Retour en Provence, sur le plateau de Valensole, où Denis Vernet cultive des céréales et du lavandin. Sur les terres de l'exploitation familiale de Montagnac-Montpezat, qu'il a repris avec son cousin, s'égrènent trois stations météo et une douzaine de capteurs, dont certains dans le sol. "Quand on a goûté à ces innovations, on a du mal à s'imaginer travailler autrement, on a l'impression d'y aller à l'aveugle", lance-t-il. Une tradition familiale: la ferme s'était déjà équipée, trente ans plus tôt, d'un tensiomètre, même s'il fallait alors traverser le champ pour le lire manuellement. "On a toujours accueilli ces outils", confirme-t-il.

Outre les céréales, il irrigue aussi son lavandin de deux à trois fois dans l'année, pour limiter la mortalité des arbrisseaux.
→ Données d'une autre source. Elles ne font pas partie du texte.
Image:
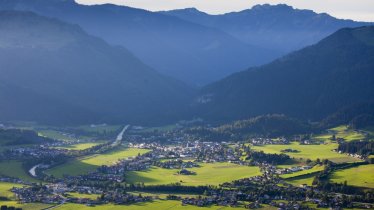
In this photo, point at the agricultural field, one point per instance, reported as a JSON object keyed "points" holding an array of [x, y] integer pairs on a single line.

Or un lavandin est planté pour plusieurs années. Il peut produire des fleurs pendant une décennie. S'il meurt, c'est donc une perte sèche. Sur son exploitation, comme sur celles d'autres agriculteurs des environs, la société du Canal de Provence teste les outils qu'elle développe. L'une des dernières innovations en matière d'irrigation: un capteur pour le lavandin mesurant le diamètre de la tige et estimant l'état hydrique de la plante en conséquence. Car ce n'est pas parce que le sol est humide que la plante est capable de pomper l'eau.

"Je crois beaucoup à l'innovation, mais il faut garder les pieds dans la terre. On ne pourra pas gérer sa ferme avec un ordinateur depuis son canapé", assure Denis Vernet.

Au-delà des capteurs, on commence aussi à voir des robots traîner dans les champs. Ils sont encore peu nombreux, mais ils peuvent aussi jouer un rôle dans l'irrigation. L'adage est connu: "un binage vaut deux arrosages", reprend Gaëtan Severac, cofondateur de Naïo Technologies, qui a développé plusieurs robots agricoles, dont une machine spécialisée dans le binage. Une autre start-up, Osiris, s'apprête à tester son prototype de robot entièrement dédié à l'irrigation: l'entreprise nordiste veut déposer l'eau directement sous le feuillage, comme le goutte-à-goutte, tout en se déplaçant de parcelle en parcelle.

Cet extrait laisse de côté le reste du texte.